L’économiste Nicolas Bouzou en est convaincu, “nous sommes à l’aube d’une période de forte croissance qui va redistribuer les cartes et changer la chaîne de valeur. Il faudra produire moins mais mieux et passer d’une économie de la quantité à une économie de la qualité où les entreprises à forte valeur ajoutée seront gagnantes”, a déclaré le fondateur du cabinet Asterès à l’occasion du colloque Filières et Recyclage de l’Agence de l’environnement et de la maîtrise de l’énergie (Ademe) organisé les 14 et 15 octobre dernier. Et selon lui, le secteur du recyclage a toute sa place dans cette nouvelle économie avec des technologies et des savoir-faire non délocalisables.
Des brevets qui restent dans les tiroirs
Avec des volumes croissants de déchets à traiter, l’industrie du recyclage va devoir encore se moderniser et innover pour être à la hauteur. Selon Michel Valade, président de la Fédération nationale des activités de la dépollution et de l’environnement (Fnade), 5,6 milliards d’euros d’investissement seront nécessaires d’ici 2025. Si la volonté ne manque pas, les financements font défaut, plombés par un modèle français inadapté.
“L’industrie du recyclage nécessite des technologies innovantes dont la mise sur le marché peut être relativement longue selon le niveau de complexité du produit ou du service”, analyse Christophe Rouvière, directeur général de Natureo Finance.
“Cette durée de mise sur le marché est rendue difficile car chaque nouvelle filière de recyclage ne peut réellement émerger sans avoir accès à un gisement qualifié. Et qui dit longue durée dit investissement principalement en fonds propre”, ajoute-t-il. Or, trouver des capitaux n’est pas chose facile. Le dispositif français d’aide à l’innovation repose sur le co-investissement public/privé, mais à l’heure où l’investissement privé se tarit, difficile d’investir dans des dossiers réellement innovants souvent perçus comme les plus risqués. “Comment investir dans un projet industriel, par définition à long terme, alors que l’horizon d’investissement des fonds est généralement de 4 à 5 ans ?”, interroge Christophe Rouvière.

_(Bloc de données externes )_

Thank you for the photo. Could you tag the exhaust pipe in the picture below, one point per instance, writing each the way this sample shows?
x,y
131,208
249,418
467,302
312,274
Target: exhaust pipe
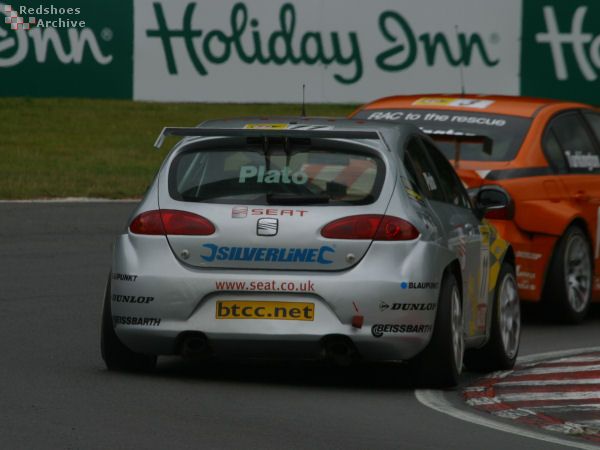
x,y
339,349
195,346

Résultat, alors que la France se classe 6ème mondiale en matière de recherche et développement avec de nombreux brevets déposés, elle tombe au 22ème rang question innovation.

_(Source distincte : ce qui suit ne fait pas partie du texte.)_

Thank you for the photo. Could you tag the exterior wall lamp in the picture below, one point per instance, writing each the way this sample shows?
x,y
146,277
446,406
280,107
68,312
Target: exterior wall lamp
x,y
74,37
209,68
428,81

L’exemple (à copier ?) des green deals néerlandais
Alors qu’en France la phase du pilote industriel est la plus délicate à financer, “l’Etat fédéral américain ou encore les acteurs publics japonais ou chinois concentrent leur effort sur cette phase précisément”, constate Christophe Rouvière. Ils considèrent que c’est dans la phase la plus risquée qu’il faut soutenir les entreprises innovantes. Une fois que le concept a fait ses preuves, le financement privé peut alors s’en emparer.

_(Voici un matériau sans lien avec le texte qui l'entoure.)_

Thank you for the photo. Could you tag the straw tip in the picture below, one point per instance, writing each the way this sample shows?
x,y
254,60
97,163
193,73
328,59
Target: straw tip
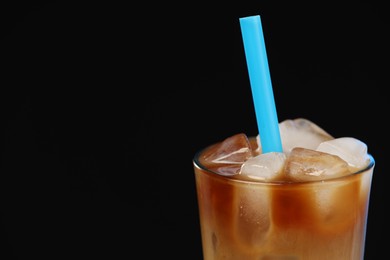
x,y
249,17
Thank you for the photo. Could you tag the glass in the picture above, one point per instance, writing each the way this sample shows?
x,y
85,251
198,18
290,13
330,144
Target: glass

Le modèle des Green Deals aux Pays-Bas a retenu l’attention du cabinet RDC Environnement qui a enquêté pour le compte de l’Ademe. Mis en place en 2011 pour soutenir des projets pilote en matière de biodiversité, d’énergie, de matières premières ou encore de mobilité, d’eau ou d’alimentation, ce programme prend la forme d’un contrat entre l’Etat, les entreprises privées, les acteurs publics et d’autres organismes (fédération, ONG). Tous les acteurs prennent des engagements volontaires pour faire évoluer très rapidement un projet et chacun doit agir à son niveau pour apporter des financements, modifier la législation et la réglementation ou favoriser la concertation… En trois ans, 160 Green Deals ont été signés entre 750 acteurs différents dont 60% d’entreprises, 8% d’ONG, 14% d’acteurs publics locaux, 6% d’instituts de recherche et 2% d’instituts financiers. Ces contrats, basés sur la confiance entre les acteurs, ont par exemple permis de développer une solution de traitement des mâchefers d’incinération capable de récupérer les métaux précieux, de déployer l’utilisation des chutes de bois dans l’industrie des emballages en bois ou encore de tester l’utilisation d’agrocarburants dans l’aviation. Selon Nicolas Bouzou, un tel outil développé dans un petit pays “ne pourrait pas se décliner tel quel en France mais il serait faisable à l’échelle des régions”. A bon entendeur…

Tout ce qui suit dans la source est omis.